I've thought about using an encoder but I wish to avoid that since it will complicate the whole project, is there any other viable option? and even when using an encoder, Does it means I will need to keep track all the time and always adjust the motors value continuously? is there some built-in library for that?

  • $\begingroup$ To make one sought of guess for the problems 1. Everything might not be perfectly symmetric with your car 2. Not all transistors in your drivers will have the same gain value so the output might differ from these drivers.... $\endgroup$
    – Jasser
    Commented Feb 10, 2016 at 12:40
  • 1
    $\begingroup$ I appreciate that you wish to avoid using encoders to keep things simple, but realistically they are probably the simplest sensor method available. Odometry-based navigation can be done on an arduino, it's not too complicated. $\endgroup$
    – Andy
    Commented Feb 10, 2016 at 13:01
  • $\begingroup$ I agree that it may be a duplicate, but here OP is open (though resistant) to using feedback, and is curious how to use the feedback to drive straight. $\endgroup$
    – Chuck
    Commented Feb 10, 2016 at 14:20

1 Answer 1


If you're driving a car down a road, even if that road is straight, you still need to use the steering wheel occasionally to keep the car on the road. This means looking at your surroundings to determine if you're drifting, and (somewhat) constantly interfacing with the steering wheel to adjust your heading.

If you want the vehicle to go straight, you need feedback. Mark Booth gives a great answer to a similar-ish question, but there that OP wanted to go in a straight line at a speed proportional to distance remaining.
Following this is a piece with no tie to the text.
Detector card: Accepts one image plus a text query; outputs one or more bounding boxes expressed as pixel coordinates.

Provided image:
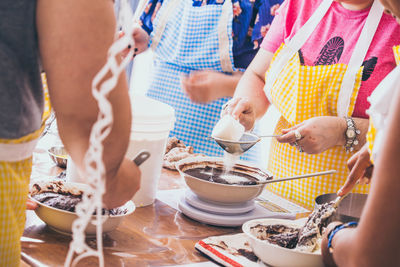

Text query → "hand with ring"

I think the way I would consider approaching the problem would be to generate a PID controller using the difference in motor speeds as the reference and feedback channel. The output of the controller would be an adjustment you would add to one motor and subtract from the other.
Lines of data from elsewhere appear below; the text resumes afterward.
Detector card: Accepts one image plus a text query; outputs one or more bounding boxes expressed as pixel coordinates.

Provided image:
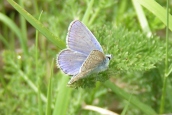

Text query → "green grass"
[0,0,172,115]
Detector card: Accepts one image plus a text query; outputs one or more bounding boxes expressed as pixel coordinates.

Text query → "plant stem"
[160,0,169,113]
[82,0,94,25]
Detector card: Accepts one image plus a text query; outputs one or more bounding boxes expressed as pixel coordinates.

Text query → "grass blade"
[8,0,65,49]
[104,80,156,115]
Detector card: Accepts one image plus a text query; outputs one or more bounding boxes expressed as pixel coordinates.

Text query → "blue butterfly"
[57,20,112,85]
Consider this pseudo-code:

vehicleSpeed = <joystickYAxis>;
steeringRef = <joystickXAxis>;
leftMotorSpeed = pollEncoder(leftMotor);
rightMotorSpeed = pollEncoder(rightMotor);

steeringFbk = leftMotorSpeed - rightMotorSpeed;

So, at this point, steeringFbk is positive if the left motor is running faster than the right motor, which would indicate you're turning right. Now, to correct this, you would want something like:

steeringError = steeringRef - steeringFbk;

setMotorSpeed(leftMotor, vehicleSpeed + steeringError);
setMotorSpeed(rightMotor, vehicleSpeed - steeringError);

So here steeringError is now a negative number (desired - actual), so you add that to the desired vehicle speed. This means that the left motor will be set to some value slightly under the desired speed and the right motor will be set to some value slightly over. This should correct the motor speeds such that the vehicle is now traveling straight.

A couple of notes -

  1. Now you have a means to steer the vehicle. If you set steeringRef to a positive value the vehicle will turn left, and if you set it negative it will turn right.
  2. The code I wrote above just uses (unmodified) proportional error to drive the steering. This will probably give less-than-satisfactory results; consider instead using a PID controller:


steeringError = steeringRef - steeringFbk;
steeringAdjustment = PID(steeringError,kP,kI,kD);    
setMotorSpeed(leftMotor, vehicleSpeed + steeringAdjustment);
setMotorSpeed(rightMotor, vehicleSpeed - steeringAdjustment);

Now, with PID gains, you can tune the system for the desired response time, overshoot, etc.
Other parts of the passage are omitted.